Good scenario design:
- One behavioral axis per scenario
- Patterns match intent, not exact syntax —
(?i)count_over_time|aggregatcatches both specific function and general concept - Anti-patterns optional — only when verifying skill suppresses a specific bad behavior
Running: python tests/skill-pressure/run.py — ~2-3 min for 8 scenarios, no external services.
Layer 2: Scenario Tests
End-to-end, full multi-turn Claude conversations. Evaluates tool calls made.
How it works:
- Run Claude with prompt +
--output-format stream-json+ allowed tools includingSkill,Task - Run again without
Skill,Taskin allowed tools - Parse NDJSON output for all tool calls and arguments
- Score both runs against rubric, compare
Scoring rubric:
| Component | Weight | What |
|---|---|---|
| Required tools | 30% | Expected tools called? |
| Required patterns | 25% | Expected strings in tool args? |
| Anti-patterns | 20% | Bad patterns absent? |
| Tool ordering | 15% | Right sequence? |
| Recommended tools | 10% | Optional bonus |
Pass criteria:
- Comparison:
delta = with - without >= -0.1(accounts for LLM non-determinism) - Skill-only:
score >= 0.6
Running: make test-scenarios — ~20-40 min. Raw output at tests/scenarios/output/.
Results from LGTM Skill
Skill-pressure: 8/8 passed
All scenarios confirmed steering. One notable finding: percentiles-for-latency baseline was "not RED" — Sonnet already knows to suggest percentiles without the skill. Less valuable as regression test.
Scenario tests: comparison tests are inherently flaky
Skill-only tests pass 100% consistently. Comparison tests randomly fail 1-2 scenarios per run:
| Scenario | Run 1 | Run 2 | Run 3 |
|---|---|---|---|
| investigate-error-spike | PASSED | PASSED | PASSED |
| service-health-check | PASSED | FAILED | PASSED |
| trace-slow-requests | PASSED | FAILED | PASSED |
| metrics-trend-with-chart | PASSED | PASSED | FAILED |
| cross-signal-investigation | PASSED | PASSED | PASSED |
| skill-only (all 5) | PASSED | PASSED | PASSED |
Why: two independent Claude conversations produce wildly different scores for reasons unrelated to the skill. Delta between two stochastic runs isn't reliable at n=1.
What would fix it: run K times and compare averages, use skill-only as primary signal, use cheaper models for more repetitions.
Key lesson: test patterns, not tool names
Initially all 5 skill-only tests failed. Claude used Agent instead of Task for subagent calls, and sometimes ran lgtm via Bash directly. Both valid — just different tools.
Fix: remove Task from required_tools, rely on required_patterns matching lgtm loki, lgtm tempo etc. All 5 passed after.
Takeaway: required_patterns (what the agent says) > required_tools (which tool wrapper it picks). Claude has multiple equivalent paths.
Design Decisions
- Deterministic evaluation, no LLM-as-judge — all scoring is regex.
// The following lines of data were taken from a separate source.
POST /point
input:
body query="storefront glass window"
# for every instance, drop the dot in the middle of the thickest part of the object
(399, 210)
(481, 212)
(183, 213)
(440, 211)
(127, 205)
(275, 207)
Reproducible, auditable. Trade-off: patterns need careful tuning.
- Skill-pressure = inner loop — minutes, catches most skill text issues
- Scenario tests = outer loop — catches integration issues, slow and expensive
- Baseline matters — RED baseline verifies model does the wrong thing without skill. Without it, passing test might just mean model already knows the answer.